When God looked down on his child, Israel, he saw a people diseased and dying, perhaps even already dead, a people who had for centuries suffered under the oppression of foreign rulers, whose faith had become twisted and corrupted as those in religious authority took advantage of those under their rule. He saw a people who were trying all kinds of things to make themselves better with no success.

The interpretive key to this story is the number twelve. Did you notice? The woman with the hemorrhage had suffered for twelve years, and Jairus’ daughter was twelve years old. Twelve is an important number in the New Testament, and it’s never used for no purpose. It’s certainly possible that the girl really was twelve and the woman really had been sick for twelve years, but even if these are facts, they are reported for a reason. Twelve is the symbolic number for the people of God, Israel.
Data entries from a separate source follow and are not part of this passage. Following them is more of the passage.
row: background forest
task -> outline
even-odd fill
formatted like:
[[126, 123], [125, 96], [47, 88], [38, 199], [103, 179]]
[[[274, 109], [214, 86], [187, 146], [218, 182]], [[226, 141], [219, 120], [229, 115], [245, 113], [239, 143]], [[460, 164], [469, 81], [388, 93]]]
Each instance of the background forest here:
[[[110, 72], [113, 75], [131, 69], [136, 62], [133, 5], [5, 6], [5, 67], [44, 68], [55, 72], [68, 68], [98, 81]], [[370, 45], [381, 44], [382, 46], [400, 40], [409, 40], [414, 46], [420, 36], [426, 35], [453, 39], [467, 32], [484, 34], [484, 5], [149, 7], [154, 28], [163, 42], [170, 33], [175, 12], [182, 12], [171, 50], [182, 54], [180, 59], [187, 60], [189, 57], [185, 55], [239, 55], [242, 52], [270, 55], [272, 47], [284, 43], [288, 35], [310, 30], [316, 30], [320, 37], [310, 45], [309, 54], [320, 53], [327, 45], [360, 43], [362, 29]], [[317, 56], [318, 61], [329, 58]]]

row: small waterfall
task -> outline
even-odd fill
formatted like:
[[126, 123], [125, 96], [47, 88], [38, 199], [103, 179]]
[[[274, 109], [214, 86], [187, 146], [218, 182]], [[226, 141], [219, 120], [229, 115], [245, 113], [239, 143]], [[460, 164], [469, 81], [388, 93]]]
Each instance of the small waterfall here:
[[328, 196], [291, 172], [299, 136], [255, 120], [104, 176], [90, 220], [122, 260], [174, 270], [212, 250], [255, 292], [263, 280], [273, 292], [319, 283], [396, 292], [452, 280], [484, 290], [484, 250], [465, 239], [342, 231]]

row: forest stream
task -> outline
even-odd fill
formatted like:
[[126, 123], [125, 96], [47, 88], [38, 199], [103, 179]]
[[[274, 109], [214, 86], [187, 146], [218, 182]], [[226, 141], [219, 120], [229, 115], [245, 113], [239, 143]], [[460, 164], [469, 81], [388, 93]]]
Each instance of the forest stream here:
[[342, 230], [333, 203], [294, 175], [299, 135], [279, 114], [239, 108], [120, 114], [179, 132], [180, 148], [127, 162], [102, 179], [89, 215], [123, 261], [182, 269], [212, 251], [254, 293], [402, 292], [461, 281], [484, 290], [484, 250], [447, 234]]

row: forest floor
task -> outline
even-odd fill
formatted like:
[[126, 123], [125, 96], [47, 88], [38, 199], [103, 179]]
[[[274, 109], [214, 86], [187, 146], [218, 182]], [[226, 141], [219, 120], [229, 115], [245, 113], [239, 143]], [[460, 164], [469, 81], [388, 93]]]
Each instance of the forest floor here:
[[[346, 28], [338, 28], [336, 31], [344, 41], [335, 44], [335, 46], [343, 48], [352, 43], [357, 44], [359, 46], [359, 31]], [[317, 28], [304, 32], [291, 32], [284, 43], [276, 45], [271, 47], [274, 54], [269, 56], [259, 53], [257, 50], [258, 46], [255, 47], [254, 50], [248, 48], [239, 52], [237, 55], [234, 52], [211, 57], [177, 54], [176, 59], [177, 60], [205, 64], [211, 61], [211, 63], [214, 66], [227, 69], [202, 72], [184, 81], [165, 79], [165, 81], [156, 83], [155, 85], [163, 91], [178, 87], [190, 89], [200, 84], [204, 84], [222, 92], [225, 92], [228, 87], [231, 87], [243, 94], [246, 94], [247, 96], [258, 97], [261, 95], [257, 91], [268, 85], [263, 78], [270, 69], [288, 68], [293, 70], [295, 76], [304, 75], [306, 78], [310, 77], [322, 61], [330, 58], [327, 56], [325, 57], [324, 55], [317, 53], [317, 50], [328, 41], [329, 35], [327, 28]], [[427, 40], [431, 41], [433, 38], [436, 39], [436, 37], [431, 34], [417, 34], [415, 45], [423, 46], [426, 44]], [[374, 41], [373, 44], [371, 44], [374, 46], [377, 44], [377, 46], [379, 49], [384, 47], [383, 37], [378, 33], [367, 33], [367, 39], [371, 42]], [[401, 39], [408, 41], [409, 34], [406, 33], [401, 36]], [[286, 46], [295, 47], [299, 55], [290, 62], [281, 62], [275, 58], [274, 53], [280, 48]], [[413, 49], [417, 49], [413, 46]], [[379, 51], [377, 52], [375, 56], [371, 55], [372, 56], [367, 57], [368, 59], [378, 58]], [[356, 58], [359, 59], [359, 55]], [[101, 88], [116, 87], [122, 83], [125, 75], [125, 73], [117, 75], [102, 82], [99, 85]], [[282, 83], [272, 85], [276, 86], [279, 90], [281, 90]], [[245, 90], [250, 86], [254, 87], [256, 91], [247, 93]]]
You’ll notice also that the story of the woman with the hemorrhage is sandwiched into the story of Jairus’ daughter. Of course, that might well been how it happened, but I think Mark is also telling us to think about the woman in the context of the story of the dying child.

And so we have the story of the desperate grief of a parent for his dead child, and in the midst of that story, we have another story of an unclean woman, cut off from Jewish society because of her unstoppable bleeding. To be unclean meant not only that you couldn’t approach God in the temple, but that anyone who touched you would also be made unclean, also cut off from God. We read in the book of Leviticus 15:
When a woman has a discharge of blood that is her regular discharge from her body, she shall be in her impurity for seven days, and whoever touches her shall be unclean until the evening.

Every Jew hearing this story would have known that in touching Jesus, the woman would, according to the law, have made Jesus unclean. This is why she was so terrified of admitting to Jesus that she had touched him.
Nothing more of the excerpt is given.